The world seemed very strange to him now; the lines and contours of the house were blurring and shifting like images through a convex mirror (a looking glass?), but at the same time they were also oddly sharp and clear. Jefferson felt relaxed and almost peaceful – the Hatter and Jefferson were fully one now, united with the shared idea of what to do, how to fix the mess…

"How long have I been here?" Jefferson asked. His throat was dry, but the coffee had long since been drunk, shrinking to a dark sludge at the base of the mug.

"Twenty-eight years." Rumplestiltskin answered.

Shock squeezed his heart with icy, iron fingers; he nearly fell off the couch. "What?"

Twenty-eight years trapped inside the house, unable to breathe, unable to fully live because his mind had been ruled by insanity. Twenty-eight years of staring through a window fogged by icy, rattling breaths and tears towards the figure of his daughter, Grace; so close, but still so far.

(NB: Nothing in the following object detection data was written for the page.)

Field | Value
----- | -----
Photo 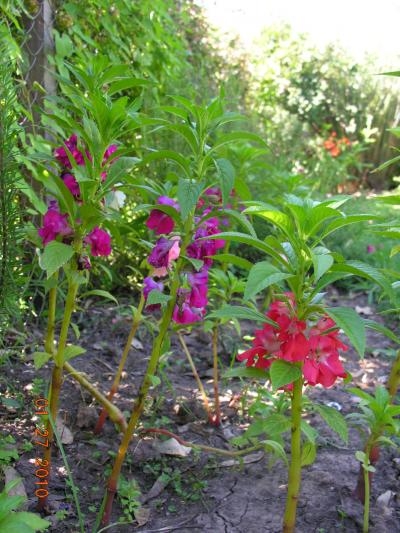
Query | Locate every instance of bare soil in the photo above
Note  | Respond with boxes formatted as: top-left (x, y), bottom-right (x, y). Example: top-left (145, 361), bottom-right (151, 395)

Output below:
top-left (0, 293), bottom-right (400, 533)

Twenty-eight years of working his fingers to bone trying to make the hat.

Twenty-eight years of trying to get it to work…

Rumplestiltskin stood up. "Jefferson, you must tell nobody about this," he warned, picking up his cane. "Nobody here remembers anything about the past."

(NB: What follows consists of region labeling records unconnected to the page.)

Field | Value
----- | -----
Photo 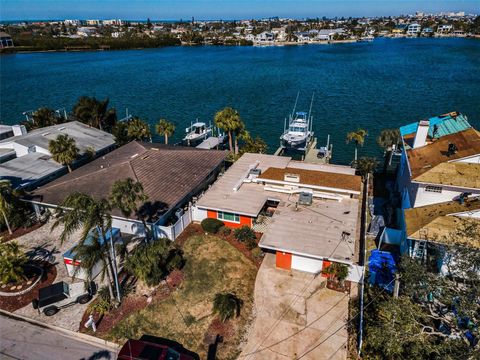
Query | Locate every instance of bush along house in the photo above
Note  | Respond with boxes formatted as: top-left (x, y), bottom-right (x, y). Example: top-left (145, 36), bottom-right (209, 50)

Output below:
top-left (394, 112), bottom-right (480, 274)
top-left (193, 153), bottom-right (363, 282)
top-left (28, 141), bottom-right (226, 240)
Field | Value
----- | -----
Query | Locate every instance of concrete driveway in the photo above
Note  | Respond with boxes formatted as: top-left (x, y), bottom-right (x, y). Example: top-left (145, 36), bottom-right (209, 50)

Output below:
top-left (15, 222), bottom-right (99, 331)
top-left (240, 254), bottom-right (349, 360)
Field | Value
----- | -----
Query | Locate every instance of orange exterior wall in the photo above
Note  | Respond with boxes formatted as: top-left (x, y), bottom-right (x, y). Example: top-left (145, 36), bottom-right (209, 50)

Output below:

"But you remember." Jefferson murmured. "And I remember…" his voice shook and died.

Rumplestiltskin stood up. A bleak coldness glittered in his eyes. "And that, Hatter, is our curse."

The door slammed and the Hatter slowly, slowly smiled.

"Emma Swan…"


Sorry for the rather confusing imagery at the start- it was the only real way I felt I could accurately portray an insane person, having no knowledge of any diagnoses myself. The Hatter in this fic would probably have… I dunno, bipolar disorder? :P What can I say, I never claimed to be a psychiatrist.

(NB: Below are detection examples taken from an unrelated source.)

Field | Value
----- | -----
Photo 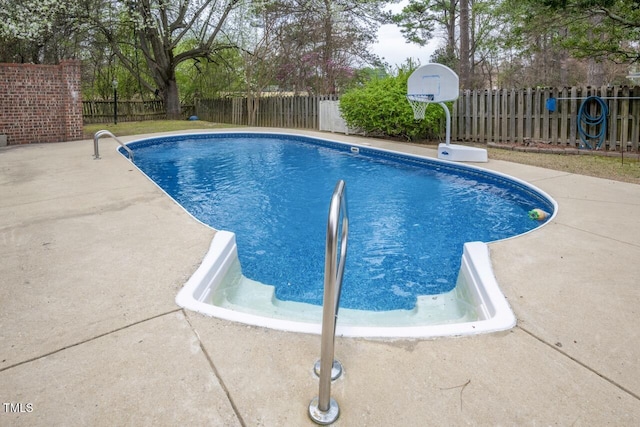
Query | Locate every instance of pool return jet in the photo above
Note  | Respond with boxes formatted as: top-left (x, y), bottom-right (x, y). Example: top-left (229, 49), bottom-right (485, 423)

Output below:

One thing that's always really annoyed me about people when talking about Alice in Wonderland is the simple fact of the Hatter's name. If anyone has read the original version by Lewis Carroll, you would know that the Hatter is never, ever referred to as "The Mad Hatter". He is just called 'the Hatter'. It was implied by Cheshire Cat that he is mad, but in fairness, the Cat said everybody in Wonderland was. Riddle me this: if everybody is mad, then nobody really is. In Wonderland, madness is sanity.

Oh, also, my deepest condolences to anyone who might be or is associated with people/a person with a mental disorder of any sort. This is not intended to be negative or insensitive towards anything related with insanity (for lack of a better term).